ENVT 200 03

Through the eyes of babes

I was born and raised in the mountains of Asheville, North Carolina. My hometown is credited with being one of the most naturally beautiful cities in the country, and I had the privilege of being exposed to healthy ecosystems throughout my childhood. My parents’ home sat on the edge of a dense forest, about a mile from the small Swannanoa River that snakes between the steep mountain ridges. My sisters and I would spend most of our time playing in the woods and splashing around in the shallow river instead of playing inside. I grew up appreciating the plants and animals around me and respecting their power. I learned about trees by climbing them, I learned about bugs and snakes by getting bit by them, and I learned how to find your way back through the woods by getting lost in them. Whenever a thunderstorm formed , my parents would turn off all the lights in the house and gather us to sit on the porch to admire the flashes of lightning and the tremendous claps of thunder. I learned to admire the forces of nature and to take time every so often to enjoy them.

I think I was closest to nature (figuratively as well as literally being covered in dirt) as a child and only grew steadily away from it. I became so concerned with school work and fitting in and making friends that I forgot to stop and appreciate life and the Earth itself. I started deriving entertainment from electronics and television rather than the forests just beyond my backyard. As I grew up I started consuming more and I began contributing to the degradation of the nature that I had once had so much respect and admiration for. Now I consume more than ever before and I live in the middle of a city with next to no access to forests or serene rivers. I have quite literally moved away from nature.
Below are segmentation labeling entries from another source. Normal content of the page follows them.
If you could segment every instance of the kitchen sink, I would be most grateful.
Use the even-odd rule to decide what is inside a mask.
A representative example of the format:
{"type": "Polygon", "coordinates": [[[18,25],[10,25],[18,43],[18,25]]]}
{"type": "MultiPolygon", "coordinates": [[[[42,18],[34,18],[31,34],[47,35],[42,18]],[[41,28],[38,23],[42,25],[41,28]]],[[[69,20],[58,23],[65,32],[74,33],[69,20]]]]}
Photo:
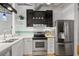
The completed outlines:
{"type": "Polygon", "coordinates": [[[3,41],[2,43],[11,43],[11,42],[14,42],[15,40],[17,40],[17,39],[6,40],[6,41],[3,41]]]}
A few days ago I went to the most natural place I could think of around Charleston: Sullivan’s Island. Although it’s highly developed there are some places that remain detached from the wonders of human civilization. I decided to meditate in a small grove of trees and vines between the road and beach. The trees and bushes grew around an old ruined stone building of some kind (an abandoned fort or storage facility perhaps). I thought the site was a perfect symbol of mankind’s relationship with nature. As I sat on top of the decrepit facility and looked up, I saw something that looked familiar from my childhood; the Sun and sky and clouds behind the moving collage of leaves and bark that reached far above my head. While not the most natural location, I found it quite serene, and it reminded me of my childhood surrounded by the dominating arms of trees. I realized once again that the power of the natural environment predates our feeble attempts for glory and control. I felt the respect for trees and creatures that I had lost since I was a kid, and I felt more connect to nature than I have for a long time.
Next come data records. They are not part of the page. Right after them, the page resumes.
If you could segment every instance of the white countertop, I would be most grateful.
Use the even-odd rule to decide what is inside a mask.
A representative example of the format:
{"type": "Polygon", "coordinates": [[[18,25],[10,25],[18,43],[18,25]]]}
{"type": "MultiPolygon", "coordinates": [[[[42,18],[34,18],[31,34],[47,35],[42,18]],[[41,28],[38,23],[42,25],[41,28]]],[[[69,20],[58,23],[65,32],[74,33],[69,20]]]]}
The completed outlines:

It’s important for us to feel connected to nature, otherwise we might quite literally forget our roots. Too often we see ourselves as having so much knowledge and control because we are humans, but it’s important that we realize that we exist as a part of nature and we’re not above it. We should admire and enjoy nature as if we were children. We should feel dwarfed by nature and should fear it to a certain extent so we don’t abuse and exploit it. Perhaps I don’t have to continue the pattern of feeling less connected to nature; perhaps I could take more time out my days do respect and admire nature more like I did when I was a kid.